Re: [PATCH v2] vfs: bypass may_create_in_sticky check on newly-created files if task has CAP_FOWNER

From: Christian Brauner
Date: Wed Jul 27 2022 - 10:33:25 EST


On Wed, Jul 27, 2022 at 10:00:14AM -0400, Jeff Layton wrote:
> From: Christian Brauner <brauner@xxxxxxxxxx>
>
> NFS server is exporting a sticky directory (mode 01777) with root
> squashing enabled. Client has protect_regular enabled and then tries to
> open a file as root in that directory. File is created (with ownership
> set to nobody:nobody) but the open syscall returns an error. The problem
> is may_create_in_sticky which rejects the open even though the file has
> already been created.
>
> Add a new condition to may_create_in_sticky.
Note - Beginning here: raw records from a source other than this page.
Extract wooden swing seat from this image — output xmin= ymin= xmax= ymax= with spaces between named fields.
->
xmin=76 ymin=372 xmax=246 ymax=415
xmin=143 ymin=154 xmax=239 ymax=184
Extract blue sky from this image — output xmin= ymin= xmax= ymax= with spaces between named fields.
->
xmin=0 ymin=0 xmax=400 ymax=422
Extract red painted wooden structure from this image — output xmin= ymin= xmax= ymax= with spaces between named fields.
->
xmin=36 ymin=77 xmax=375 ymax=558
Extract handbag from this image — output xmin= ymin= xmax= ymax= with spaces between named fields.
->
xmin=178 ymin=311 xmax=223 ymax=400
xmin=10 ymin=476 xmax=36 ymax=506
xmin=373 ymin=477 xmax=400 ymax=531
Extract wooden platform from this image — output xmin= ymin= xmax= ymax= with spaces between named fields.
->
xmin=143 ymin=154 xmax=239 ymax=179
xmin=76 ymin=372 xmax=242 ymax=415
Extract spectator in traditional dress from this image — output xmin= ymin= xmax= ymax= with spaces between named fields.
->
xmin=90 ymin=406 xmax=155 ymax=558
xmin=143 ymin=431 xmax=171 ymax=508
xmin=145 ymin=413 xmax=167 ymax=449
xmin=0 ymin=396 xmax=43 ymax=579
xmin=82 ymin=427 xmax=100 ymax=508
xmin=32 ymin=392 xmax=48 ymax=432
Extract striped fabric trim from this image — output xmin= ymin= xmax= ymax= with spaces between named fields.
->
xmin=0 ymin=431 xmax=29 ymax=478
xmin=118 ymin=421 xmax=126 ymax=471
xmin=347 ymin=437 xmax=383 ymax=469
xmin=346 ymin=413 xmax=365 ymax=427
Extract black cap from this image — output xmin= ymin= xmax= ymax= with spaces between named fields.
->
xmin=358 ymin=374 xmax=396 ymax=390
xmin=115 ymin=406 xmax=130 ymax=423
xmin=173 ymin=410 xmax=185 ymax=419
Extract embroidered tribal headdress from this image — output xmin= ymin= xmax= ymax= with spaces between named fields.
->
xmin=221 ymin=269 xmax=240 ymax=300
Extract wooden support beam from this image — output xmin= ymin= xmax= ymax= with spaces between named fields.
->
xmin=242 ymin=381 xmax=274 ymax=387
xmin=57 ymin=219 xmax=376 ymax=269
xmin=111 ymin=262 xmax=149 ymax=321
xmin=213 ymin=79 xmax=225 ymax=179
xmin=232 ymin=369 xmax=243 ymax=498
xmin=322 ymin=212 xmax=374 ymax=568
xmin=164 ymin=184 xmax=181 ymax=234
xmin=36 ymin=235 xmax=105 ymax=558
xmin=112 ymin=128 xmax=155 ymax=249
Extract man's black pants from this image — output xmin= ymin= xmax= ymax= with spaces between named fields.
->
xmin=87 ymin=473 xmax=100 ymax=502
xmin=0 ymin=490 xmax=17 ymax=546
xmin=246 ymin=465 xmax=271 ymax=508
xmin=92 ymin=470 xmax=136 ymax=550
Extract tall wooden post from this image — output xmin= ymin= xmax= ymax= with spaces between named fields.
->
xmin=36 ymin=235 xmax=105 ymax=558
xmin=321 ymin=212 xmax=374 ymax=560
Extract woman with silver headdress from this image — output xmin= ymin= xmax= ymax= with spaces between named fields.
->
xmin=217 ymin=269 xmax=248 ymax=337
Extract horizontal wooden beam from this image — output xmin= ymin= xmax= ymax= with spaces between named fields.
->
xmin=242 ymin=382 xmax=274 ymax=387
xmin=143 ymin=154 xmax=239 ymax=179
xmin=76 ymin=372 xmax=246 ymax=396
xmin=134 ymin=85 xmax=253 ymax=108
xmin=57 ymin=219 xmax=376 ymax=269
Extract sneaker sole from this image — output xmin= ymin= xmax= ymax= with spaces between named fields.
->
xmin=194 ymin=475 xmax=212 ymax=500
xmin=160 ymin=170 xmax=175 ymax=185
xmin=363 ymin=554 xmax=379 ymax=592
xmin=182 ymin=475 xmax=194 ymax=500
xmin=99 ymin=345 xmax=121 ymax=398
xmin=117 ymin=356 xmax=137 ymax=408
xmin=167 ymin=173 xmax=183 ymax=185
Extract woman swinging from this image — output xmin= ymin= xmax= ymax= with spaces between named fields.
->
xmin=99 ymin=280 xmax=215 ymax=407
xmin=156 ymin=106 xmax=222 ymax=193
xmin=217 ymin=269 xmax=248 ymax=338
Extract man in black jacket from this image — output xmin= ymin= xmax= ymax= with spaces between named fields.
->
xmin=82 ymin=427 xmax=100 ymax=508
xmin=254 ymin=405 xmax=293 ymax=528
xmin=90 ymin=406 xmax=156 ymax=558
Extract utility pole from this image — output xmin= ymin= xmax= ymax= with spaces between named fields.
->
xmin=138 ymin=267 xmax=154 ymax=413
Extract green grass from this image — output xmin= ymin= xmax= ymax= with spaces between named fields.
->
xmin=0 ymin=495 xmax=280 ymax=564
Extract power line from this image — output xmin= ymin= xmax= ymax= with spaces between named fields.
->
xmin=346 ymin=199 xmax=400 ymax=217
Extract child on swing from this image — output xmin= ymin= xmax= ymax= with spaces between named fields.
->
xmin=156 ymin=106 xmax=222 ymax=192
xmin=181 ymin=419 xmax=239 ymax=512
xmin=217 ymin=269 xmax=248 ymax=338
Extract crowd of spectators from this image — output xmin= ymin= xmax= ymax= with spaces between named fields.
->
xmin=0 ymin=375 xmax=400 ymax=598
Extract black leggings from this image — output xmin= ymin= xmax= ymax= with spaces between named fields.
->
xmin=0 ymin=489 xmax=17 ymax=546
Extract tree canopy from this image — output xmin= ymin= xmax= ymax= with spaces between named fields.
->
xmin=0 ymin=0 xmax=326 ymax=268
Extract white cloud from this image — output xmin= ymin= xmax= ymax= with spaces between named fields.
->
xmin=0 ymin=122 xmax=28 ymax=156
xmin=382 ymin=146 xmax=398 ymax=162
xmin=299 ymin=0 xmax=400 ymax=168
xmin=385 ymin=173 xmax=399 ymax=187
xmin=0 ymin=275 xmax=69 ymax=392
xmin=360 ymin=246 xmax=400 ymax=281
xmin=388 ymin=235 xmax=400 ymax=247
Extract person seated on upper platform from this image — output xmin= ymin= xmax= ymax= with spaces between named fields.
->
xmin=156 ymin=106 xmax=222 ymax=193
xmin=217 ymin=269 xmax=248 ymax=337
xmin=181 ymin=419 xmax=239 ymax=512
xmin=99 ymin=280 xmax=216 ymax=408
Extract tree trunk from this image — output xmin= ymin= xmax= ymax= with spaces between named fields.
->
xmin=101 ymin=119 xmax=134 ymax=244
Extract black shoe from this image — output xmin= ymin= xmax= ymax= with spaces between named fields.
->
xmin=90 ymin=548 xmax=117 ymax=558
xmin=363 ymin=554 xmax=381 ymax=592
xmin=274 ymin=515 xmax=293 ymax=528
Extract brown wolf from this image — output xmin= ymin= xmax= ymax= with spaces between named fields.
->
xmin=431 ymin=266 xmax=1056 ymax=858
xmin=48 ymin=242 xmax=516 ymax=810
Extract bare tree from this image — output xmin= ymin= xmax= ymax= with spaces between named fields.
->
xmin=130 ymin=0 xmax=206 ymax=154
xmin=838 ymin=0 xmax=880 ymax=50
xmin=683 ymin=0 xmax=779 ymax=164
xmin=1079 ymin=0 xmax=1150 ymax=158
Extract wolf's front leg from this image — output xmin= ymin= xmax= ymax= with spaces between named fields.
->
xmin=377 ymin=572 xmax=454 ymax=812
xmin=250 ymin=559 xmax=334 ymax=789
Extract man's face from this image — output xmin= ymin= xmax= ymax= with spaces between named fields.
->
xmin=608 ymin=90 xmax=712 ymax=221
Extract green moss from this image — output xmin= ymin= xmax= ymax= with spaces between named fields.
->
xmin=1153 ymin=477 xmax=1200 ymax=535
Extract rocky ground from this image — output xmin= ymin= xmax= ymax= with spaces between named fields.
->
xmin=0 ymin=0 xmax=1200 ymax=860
If the file was just
> created, then allow bypassing the ownership check if the task has
> CAP_FOWNER. With this change, the initial open of a file by root works,
> but later opens of the same file will fail.
>
> Note that we can contrive a similar situation by exporting with
> all_squash and opening the file as an unprivileged user. This patch does
> not fix that case. I suspect that that configuration is likely to be
> fundamentally incompatible with the protect_* sysctls enabled on the
> clients.
>
> Link: https://bugzilla.redhat.com/show_bug.cgi?id=1976829
> Reported-by: Yongchen Yang <yoyang@xxxxxxxxxx>
> Suggested-by: Christian Brauner <brauner@xxxxxxxxxx>
> Signed-off-by: Jeff Layton <jlayton@xxxxxxxxxx>
> ---
> fs/namei.c | 9 ++++++---
> 1 file changed, 6 insertions(+), 3 deletions(-)
>
> Hi Christian,
>
> I left you as author here since this is basically identical to the patch
> you suggested. Let me know if that's an issue.

No, that's fine.

It feels pretty strange to be able to create a file and then not being
able to open it fwiw. But we have that basically with nodev already. And
we implicitly encode this in may_create_in_sticky() for this protected_*
stuff. Relaxing this through CAP_FOWNER makes sense as it's explicitly
thought to "Bypass permission checks on operations that normally require
the filesystem UID of the process to match the UID of the file".

One thing that I'm not sure about is something that Seth pointed out
namely whether there's any NFS server side race window that would render
FMODE_CREATED provided to may_create_in_sticky() inaccurate.